有快遞小哥送來的,有同學幫忙傳遞的,還有將她攔住直接塞她手里的。
起初,雷慎晚還是有些興奮的,一邊和明媚、唐瀟分享著,誰送來的巧克力最好吃便最有誠意,一邊聽這三個狗頭軍師在給她指點著某某某可以考慮納入考察期。

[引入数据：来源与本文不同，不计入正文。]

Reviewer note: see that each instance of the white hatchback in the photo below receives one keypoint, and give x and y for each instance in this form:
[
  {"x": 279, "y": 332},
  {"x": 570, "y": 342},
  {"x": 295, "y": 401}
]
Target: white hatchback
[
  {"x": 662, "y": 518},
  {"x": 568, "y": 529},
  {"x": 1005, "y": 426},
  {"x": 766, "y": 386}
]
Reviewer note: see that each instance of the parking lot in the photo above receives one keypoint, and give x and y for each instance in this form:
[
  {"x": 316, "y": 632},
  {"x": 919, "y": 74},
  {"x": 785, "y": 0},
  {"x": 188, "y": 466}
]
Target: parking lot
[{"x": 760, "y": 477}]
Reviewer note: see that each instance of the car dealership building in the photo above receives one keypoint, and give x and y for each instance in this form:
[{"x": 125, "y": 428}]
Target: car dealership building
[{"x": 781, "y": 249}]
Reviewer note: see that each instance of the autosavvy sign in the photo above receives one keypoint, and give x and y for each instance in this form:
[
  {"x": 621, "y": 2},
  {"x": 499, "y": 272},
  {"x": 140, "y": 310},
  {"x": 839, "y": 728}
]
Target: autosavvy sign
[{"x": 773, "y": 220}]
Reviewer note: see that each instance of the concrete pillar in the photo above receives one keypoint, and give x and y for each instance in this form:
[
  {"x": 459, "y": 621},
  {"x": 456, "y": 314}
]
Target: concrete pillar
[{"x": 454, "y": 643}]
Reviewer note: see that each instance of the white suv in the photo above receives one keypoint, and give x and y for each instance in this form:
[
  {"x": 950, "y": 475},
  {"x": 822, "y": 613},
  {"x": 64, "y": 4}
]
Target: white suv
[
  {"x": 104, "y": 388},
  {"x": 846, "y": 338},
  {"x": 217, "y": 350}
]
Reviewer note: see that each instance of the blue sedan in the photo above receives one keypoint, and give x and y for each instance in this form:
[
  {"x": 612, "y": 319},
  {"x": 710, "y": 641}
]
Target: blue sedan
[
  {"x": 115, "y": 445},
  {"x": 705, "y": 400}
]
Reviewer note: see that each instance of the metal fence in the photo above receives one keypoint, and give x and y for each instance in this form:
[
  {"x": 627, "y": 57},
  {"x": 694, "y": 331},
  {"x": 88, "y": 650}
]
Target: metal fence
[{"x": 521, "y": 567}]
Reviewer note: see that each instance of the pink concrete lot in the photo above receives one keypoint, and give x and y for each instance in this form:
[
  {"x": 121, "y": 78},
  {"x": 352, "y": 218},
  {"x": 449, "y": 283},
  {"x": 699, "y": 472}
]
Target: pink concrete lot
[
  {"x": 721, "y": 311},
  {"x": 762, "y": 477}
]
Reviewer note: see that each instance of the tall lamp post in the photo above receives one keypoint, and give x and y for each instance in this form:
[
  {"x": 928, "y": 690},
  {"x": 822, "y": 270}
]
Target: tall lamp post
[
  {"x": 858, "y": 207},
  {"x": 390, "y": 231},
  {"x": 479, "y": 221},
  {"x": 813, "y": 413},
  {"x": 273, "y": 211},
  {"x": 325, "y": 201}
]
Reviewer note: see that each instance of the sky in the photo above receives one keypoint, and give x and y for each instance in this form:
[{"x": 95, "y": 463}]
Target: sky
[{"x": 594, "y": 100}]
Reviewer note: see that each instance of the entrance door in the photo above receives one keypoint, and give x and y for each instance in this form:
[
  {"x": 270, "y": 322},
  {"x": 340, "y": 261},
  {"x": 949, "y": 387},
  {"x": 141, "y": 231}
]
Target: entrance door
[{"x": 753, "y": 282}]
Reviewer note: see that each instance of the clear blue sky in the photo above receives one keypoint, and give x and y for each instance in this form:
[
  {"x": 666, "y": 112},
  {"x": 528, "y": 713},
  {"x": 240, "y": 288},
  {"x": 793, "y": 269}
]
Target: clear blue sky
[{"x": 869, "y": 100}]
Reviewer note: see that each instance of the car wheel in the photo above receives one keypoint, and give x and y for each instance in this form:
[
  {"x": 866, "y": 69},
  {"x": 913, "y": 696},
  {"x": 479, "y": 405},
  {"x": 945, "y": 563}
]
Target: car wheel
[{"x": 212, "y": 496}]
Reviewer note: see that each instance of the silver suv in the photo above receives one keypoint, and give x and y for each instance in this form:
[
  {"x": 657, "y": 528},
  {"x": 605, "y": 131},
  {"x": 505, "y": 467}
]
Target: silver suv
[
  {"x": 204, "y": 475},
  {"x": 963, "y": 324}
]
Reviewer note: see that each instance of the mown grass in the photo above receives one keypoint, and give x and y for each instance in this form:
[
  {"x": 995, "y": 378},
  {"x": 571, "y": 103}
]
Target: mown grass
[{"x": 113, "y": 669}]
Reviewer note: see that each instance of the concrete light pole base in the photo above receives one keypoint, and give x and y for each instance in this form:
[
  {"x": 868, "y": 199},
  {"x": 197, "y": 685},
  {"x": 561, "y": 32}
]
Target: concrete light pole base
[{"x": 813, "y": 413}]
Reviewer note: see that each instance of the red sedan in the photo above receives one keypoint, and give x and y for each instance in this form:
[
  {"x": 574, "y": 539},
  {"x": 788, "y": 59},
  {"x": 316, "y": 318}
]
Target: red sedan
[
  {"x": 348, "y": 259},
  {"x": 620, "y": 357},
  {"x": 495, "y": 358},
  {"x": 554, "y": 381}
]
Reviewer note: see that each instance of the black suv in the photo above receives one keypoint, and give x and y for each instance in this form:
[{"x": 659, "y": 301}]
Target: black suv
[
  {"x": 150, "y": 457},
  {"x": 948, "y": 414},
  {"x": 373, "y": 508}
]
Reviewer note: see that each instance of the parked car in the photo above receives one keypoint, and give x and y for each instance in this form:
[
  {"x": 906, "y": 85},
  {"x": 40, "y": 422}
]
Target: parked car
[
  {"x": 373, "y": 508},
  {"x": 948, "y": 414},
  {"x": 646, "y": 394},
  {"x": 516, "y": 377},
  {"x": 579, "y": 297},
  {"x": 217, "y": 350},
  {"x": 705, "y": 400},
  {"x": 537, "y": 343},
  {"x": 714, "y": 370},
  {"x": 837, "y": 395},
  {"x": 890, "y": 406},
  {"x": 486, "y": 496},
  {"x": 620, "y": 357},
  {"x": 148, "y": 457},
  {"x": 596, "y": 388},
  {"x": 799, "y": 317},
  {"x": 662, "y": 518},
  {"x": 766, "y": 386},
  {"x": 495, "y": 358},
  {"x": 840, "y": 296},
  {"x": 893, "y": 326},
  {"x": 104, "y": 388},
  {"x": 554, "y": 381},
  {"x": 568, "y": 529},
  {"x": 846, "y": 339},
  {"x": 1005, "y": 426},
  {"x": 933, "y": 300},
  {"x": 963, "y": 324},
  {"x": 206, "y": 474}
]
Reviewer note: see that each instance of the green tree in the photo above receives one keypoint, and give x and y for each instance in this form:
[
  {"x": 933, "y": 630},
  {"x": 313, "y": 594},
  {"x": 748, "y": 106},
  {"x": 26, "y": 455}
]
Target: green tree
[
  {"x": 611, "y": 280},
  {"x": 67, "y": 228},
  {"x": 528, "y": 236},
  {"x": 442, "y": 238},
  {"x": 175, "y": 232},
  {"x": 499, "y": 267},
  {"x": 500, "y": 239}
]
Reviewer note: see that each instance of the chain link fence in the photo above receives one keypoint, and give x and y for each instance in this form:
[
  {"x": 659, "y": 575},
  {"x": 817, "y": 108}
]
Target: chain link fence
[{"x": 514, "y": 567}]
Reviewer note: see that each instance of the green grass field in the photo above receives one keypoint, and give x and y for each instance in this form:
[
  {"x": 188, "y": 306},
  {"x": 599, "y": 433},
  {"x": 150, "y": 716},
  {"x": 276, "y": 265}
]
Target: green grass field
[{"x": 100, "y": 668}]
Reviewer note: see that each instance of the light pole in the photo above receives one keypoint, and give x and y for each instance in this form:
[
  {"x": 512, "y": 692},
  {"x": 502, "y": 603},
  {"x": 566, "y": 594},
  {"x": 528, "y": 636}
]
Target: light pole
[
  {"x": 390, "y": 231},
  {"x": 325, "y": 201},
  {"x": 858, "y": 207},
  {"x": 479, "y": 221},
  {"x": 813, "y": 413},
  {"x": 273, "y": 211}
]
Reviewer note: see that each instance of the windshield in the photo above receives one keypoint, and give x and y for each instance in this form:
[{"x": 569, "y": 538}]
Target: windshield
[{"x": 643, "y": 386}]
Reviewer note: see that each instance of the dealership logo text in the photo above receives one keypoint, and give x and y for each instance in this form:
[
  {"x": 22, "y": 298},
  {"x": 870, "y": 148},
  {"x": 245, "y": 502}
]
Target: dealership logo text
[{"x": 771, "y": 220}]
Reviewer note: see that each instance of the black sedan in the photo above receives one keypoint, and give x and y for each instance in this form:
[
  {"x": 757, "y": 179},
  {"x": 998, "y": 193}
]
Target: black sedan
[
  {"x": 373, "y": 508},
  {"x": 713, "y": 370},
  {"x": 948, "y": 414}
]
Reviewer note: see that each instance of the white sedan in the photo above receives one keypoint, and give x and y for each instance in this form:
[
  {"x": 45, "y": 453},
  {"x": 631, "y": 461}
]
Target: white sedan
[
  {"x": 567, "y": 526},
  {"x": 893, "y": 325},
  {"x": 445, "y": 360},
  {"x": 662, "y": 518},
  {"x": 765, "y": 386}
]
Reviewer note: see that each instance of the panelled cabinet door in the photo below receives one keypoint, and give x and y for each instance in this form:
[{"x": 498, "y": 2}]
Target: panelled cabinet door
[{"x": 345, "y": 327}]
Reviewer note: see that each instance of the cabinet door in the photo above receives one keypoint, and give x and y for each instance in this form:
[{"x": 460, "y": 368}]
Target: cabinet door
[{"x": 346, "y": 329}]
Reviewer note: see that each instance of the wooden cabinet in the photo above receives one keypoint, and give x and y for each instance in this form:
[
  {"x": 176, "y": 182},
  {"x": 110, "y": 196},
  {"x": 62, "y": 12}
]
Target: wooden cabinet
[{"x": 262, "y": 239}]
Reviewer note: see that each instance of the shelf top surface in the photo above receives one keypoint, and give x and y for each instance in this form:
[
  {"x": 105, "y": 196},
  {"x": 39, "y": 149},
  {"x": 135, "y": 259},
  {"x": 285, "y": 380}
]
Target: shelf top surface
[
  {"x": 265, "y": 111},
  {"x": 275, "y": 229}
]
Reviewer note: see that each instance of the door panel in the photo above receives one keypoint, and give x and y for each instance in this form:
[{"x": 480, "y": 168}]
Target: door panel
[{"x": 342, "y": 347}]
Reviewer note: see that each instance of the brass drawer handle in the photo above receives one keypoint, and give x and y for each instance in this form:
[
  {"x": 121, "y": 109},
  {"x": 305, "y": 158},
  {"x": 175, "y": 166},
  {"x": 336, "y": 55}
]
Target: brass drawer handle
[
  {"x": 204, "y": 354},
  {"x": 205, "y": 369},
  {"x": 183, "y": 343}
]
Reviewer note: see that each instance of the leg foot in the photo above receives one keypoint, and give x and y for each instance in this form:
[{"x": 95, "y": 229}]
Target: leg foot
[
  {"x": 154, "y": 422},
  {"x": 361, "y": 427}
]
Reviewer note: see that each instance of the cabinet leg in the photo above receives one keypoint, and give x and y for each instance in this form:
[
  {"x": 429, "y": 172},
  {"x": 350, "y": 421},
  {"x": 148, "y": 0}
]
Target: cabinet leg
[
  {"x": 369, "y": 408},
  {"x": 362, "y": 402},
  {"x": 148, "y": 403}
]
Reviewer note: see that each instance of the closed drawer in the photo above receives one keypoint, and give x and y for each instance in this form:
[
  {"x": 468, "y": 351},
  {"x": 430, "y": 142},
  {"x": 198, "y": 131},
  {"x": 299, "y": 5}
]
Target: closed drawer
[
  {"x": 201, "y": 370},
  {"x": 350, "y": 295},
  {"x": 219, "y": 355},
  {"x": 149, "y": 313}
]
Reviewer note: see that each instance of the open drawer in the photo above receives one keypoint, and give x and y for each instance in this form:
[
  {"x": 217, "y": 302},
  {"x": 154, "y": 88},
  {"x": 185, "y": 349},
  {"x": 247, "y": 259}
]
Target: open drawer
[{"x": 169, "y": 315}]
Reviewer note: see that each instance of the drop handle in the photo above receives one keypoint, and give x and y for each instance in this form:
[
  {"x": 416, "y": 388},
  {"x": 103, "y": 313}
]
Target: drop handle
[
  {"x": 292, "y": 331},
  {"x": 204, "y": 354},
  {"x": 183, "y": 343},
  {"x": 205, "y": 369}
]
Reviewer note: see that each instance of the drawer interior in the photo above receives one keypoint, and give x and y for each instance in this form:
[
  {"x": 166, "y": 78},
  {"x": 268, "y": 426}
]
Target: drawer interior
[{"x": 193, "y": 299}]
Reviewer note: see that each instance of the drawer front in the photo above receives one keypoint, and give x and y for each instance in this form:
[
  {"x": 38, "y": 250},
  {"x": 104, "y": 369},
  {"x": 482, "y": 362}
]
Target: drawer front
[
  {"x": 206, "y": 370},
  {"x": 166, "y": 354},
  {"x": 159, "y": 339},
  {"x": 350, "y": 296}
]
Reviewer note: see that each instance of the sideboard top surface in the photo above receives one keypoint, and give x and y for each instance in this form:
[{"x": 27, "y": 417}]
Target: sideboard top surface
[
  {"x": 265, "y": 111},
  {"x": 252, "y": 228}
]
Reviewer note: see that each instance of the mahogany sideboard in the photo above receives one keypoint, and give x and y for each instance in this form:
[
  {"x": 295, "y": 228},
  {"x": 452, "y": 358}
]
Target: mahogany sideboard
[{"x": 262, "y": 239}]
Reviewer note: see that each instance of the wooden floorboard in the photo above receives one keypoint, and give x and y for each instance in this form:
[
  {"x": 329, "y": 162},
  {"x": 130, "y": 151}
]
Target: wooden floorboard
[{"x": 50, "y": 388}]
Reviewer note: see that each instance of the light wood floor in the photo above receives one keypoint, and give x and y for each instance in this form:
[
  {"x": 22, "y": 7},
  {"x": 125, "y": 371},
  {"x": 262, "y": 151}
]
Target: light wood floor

巧克力這類東西,雷慎晚其實不怎么感冒,因為甜食她早戒了。
所以收到的巧克力,不管品相價值幾何,她隨手便送了舍友及惠及左鄰右舍。
只是,令她感到稍稍有些棘手的是,在2月13日下午17點之前,她竟已經累計收到了6份巧克力。
這都不是重點,重點是這送巧克力的人,男女的都有。
最最最最重點是,送她巧克力外加表白的,男女都有。
雷慎晚皺著眉對著宿舍里的穿衣鏡自我端詳:“我的魅力真有那么大呀?我真的有那么難辨雌雄么?”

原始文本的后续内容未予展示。